Actually, all of the important arguments for the existence of God are logically valid, or at least have a plausible case to be so, which is the about the most that can be said for the Kalam Cosmological Argument. If they didn't, nobody would give them the time of day. The usual reason such arguments fail to 'prove' anything is that their premises can be plausibly rejected, and that includes the KCA again.
Sorry, I was mixing my terms, you're right in that the structure and (usually) reasoning used is valid but the premises are often vague or unfounded, which is pretty much what I meant but I wasn't expressing myself very well. I'll try to be good in future.
Zafran said:
Like the Kalam Cosmological argumnet - that relies on finite past.
The cosmological argument is pretty weak, and it's not just about me rejecting something I don't like, it's flawed in a few pretty big ways.

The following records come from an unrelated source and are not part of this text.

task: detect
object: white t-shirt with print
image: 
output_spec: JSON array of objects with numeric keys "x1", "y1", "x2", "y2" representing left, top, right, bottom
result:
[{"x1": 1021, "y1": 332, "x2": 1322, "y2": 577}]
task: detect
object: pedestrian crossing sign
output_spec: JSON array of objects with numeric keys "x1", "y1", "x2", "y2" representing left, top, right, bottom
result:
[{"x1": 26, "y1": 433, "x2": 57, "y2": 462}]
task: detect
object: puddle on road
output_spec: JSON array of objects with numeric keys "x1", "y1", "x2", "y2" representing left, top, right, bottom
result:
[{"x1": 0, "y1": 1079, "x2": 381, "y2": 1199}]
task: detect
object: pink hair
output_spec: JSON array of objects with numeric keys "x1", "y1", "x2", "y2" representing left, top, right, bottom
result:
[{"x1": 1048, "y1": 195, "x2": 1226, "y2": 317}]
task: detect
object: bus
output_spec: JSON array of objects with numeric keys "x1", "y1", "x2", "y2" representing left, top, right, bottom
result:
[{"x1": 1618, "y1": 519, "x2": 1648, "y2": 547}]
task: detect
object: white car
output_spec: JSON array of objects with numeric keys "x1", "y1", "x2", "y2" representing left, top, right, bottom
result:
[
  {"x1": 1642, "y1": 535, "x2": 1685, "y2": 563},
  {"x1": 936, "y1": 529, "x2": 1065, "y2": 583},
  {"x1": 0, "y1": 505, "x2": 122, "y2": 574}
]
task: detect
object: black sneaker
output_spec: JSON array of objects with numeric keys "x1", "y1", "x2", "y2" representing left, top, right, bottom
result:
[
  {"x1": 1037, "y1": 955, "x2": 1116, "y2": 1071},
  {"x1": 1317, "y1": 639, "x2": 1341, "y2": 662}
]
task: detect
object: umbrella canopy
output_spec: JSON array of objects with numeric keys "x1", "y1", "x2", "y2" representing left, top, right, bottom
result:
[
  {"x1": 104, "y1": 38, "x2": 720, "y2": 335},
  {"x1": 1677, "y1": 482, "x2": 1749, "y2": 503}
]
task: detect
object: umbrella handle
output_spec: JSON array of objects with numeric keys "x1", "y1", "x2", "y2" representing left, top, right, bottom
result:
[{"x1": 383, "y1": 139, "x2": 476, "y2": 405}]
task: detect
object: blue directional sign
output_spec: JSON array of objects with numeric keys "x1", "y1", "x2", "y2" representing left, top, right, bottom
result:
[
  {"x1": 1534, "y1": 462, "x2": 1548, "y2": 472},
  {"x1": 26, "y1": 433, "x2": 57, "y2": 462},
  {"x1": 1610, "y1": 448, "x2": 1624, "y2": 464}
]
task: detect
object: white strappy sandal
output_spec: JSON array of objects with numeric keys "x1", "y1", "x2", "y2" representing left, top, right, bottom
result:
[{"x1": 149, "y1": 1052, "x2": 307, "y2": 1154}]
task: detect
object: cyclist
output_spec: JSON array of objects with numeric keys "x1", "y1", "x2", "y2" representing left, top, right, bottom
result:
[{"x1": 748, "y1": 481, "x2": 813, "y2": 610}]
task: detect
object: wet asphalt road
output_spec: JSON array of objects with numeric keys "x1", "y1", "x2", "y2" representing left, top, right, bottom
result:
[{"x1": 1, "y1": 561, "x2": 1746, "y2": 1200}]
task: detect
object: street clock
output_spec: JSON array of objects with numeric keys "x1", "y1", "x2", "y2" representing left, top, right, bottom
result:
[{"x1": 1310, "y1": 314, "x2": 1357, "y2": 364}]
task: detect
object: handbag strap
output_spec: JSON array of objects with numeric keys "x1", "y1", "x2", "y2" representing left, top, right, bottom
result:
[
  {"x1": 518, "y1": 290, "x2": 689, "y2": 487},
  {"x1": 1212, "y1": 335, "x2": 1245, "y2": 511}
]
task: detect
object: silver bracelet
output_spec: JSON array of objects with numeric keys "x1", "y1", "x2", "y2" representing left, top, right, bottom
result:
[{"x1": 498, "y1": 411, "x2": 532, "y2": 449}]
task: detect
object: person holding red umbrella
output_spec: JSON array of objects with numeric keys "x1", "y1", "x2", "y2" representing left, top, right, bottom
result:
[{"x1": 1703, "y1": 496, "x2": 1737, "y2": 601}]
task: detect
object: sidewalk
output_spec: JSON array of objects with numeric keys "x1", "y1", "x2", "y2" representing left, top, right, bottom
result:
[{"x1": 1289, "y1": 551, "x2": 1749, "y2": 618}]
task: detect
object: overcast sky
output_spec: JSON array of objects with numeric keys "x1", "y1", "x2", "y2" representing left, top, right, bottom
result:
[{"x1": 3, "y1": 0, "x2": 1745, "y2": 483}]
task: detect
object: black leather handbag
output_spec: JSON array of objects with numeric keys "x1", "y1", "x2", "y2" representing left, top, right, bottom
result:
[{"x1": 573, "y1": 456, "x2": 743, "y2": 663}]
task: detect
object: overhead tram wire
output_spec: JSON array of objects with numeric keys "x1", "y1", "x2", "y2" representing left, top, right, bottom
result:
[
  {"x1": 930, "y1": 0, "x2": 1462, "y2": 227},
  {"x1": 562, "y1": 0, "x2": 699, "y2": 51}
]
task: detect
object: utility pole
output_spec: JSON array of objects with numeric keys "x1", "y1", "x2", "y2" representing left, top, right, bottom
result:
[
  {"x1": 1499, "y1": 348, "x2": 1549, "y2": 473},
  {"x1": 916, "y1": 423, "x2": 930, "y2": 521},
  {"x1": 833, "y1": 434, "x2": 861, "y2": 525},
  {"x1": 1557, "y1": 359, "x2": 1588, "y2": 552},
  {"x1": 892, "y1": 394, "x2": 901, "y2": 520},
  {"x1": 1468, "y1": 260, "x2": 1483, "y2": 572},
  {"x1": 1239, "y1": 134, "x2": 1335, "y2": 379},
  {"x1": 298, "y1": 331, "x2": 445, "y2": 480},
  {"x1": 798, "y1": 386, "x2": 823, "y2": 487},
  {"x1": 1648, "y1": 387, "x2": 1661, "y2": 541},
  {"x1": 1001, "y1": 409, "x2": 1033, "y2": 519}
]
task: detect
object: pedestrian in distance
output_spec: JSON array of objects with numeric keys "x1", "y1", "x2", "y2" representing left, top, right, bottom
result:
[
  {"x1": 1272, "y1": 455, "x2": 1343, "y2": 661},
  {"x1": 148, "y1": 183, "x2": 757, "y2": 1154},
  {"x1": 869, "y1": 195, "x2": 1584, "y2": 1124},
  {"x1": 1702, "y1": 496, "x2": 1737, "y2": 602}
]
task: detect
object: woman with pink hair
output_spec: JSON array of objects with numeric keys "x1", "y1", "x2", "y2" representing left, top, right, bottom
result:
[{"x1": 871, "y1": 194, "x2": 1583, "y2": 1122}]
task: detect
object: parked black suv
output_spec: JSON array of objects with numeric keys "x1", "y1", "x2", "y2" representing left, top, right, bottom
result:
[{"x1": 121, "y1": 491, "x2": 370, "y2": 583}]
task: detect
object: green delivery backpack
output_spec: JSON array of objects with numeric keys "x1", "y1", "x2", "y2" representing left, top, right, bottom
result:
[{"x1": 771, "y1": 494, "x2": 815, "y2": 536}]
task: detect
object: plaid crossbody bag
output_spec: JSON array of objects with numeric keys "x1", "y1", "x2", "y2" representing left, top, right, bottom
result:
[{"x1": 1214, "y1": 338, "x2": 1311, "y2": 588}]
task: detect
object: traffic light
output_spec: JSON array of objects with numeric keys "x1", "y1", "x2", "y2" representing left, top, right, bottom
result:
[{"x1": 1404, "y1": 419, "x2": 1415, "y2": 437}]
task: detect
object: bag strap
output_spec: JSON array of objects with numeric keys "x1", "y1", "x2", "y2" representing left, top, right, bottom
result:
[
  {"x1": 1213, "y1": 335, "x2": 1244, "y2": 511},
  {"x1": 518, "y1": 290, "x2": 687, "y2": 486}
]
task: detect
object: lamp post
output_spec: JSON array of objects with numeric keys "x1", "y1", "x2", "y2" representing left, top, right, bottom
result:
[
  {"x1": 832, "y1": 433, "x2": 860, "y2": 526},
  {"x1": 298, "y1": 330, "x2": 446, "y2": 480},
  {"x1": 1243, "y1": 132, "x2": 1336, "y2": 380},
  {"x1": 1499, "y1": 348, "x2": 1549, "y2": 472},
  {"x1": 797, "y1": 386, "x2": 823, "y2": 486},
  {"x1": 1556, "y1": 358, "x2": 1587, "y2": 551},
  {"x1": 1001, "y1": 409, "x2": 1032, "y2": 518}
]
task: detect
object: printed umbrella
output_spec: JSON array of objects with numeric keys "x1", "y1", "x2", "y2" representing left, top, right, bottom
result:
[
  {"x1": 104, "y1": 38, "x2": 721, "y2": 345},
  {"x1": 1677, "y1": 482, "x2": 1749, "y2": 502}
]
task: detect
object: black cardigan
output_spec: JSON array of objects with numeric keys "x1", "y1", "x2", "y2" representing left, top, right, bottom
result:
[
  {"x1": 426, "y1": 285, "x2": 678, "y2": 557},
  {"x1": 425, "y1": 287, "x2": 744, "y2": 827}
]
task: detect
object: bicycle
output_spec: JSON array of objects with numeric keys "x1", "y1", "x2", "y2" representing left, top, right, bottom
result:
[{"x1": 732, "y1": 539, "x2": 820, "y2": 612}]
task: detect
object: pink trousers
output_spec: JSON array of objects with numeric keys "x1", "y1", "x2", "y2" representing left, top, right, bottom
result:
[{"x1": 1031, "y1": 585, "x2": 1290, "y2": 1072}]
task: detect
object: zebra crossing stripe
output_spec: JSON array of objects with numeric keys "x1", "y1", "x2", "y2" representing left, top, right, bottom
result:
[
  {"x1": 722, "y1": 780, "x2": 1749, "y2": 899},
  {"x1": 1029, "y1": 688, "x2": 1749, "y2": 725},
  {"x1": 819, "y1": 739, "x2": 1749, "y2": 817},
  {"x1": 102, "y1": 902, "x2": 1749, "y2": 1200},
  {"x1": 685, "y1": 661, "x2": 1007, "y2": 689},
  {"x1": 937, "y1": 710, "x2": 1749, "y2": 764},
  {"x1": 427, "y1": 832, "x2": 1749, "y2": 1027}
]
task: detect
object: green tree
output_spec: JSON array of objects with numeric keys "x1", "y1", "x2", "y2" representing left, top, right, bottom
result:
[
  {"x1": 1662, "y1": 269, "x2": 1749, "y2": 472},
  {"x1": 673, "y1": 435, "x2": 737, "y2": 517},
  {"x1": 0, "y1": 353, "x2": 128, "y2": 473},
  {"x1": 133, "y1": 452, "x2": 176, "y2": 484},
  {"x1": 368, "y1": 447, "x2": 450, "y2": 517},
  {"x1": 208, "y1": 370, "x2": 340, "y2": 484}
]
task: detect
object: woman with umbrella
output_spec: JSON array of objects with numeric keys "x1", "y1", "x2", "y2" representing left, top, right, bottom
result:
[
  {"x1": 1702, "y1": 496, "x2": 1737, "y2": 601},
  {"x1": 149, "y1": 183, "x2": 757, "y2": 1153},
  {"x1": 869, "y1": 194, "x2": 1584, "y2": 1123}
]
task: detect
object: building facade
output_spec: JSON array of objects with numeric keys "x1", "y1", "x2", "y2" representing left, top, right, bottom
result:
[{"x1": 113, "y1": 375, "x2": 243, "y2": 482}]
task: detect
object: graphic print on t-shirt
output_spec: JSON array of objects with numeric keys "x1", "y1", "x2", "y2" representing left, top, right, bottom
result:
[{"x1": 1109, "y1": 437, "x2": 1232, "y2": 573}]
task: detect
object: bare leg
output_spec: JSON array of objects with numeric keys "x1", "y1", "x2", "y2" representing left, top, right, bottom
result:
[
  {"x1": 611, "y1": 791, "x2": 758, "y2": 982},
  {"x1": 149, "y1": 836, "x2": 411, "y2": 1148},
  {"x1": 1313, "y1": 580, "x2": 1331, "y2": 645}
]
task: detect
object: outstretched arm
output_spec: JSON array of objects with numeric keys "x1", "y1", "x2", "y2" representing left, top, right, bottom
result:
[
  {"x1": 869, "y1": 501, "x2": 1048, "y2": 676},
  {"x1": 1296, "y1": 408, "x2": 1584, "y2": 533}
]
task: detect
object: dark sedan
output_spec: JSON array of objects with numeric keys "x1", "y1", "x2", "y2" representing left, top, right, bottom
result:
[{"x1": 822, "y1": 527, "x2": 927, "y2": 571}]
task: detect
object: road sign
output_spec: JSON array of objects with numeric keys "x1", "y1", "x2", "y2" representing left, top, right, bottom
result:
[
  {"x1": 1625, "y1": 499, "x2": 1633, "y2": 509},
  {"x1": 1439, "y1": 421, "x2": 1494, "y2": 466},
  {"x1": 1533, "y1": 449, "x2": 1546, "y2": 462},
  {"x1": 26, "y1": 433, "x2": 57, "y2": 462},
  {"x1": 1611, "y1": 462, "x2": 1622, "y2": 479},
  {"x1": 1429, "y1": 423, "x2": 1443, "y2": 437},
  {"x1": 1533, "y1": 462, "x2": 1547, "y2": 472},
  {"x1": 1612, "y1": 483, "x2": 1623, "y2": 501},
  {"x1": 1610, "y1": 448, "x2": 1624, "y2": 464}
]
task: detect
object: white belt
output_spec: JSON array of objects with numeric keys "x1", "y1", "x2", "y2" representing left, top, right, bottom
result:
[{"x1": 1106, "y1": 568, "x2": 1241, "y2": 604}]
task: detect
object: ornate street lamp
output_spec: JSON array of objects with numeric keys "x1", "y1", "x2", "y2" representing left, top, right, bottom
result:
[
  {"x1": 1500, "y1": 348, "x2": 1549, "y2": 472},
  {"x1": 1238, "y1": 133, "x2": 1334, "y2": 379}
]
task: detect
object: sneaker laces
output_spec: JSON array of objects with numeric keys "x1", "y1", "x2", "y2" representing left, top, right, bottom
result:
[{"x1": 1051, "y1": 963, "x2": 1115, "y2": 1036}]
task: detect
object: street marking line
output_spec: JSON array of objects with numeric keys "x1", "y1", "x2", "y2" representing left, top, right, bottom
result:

The argument usually takes the form:
1 Whatever begins to exist, has a cause of its existence.
2 The universe began to exist.
3 Therefore, the universe has a cause of its existence (and that cause is God).
Cause and effect don't always work in the tidy way that seems intuitive. e.g. In radioactive decay, one cannot determine when or why a particular particle will decay, only that it will decay in a certain time with a given probability. There is no classical "snooker ball" cause and effect, particularly at the quantum level.
If we are to say Y has a cause, what we mean is X is the cause of Y and X precedes Y in time. As far as we know, time did not exist before the universe so to say that something can cause it makes no sense if we understand that the cause must happen
before the effect.
Also there's the obvious jump at the end.
The universe must have a cause, therefore that cause must be God. Why must it be God, and is there any reason to think that such a thing is even plausible?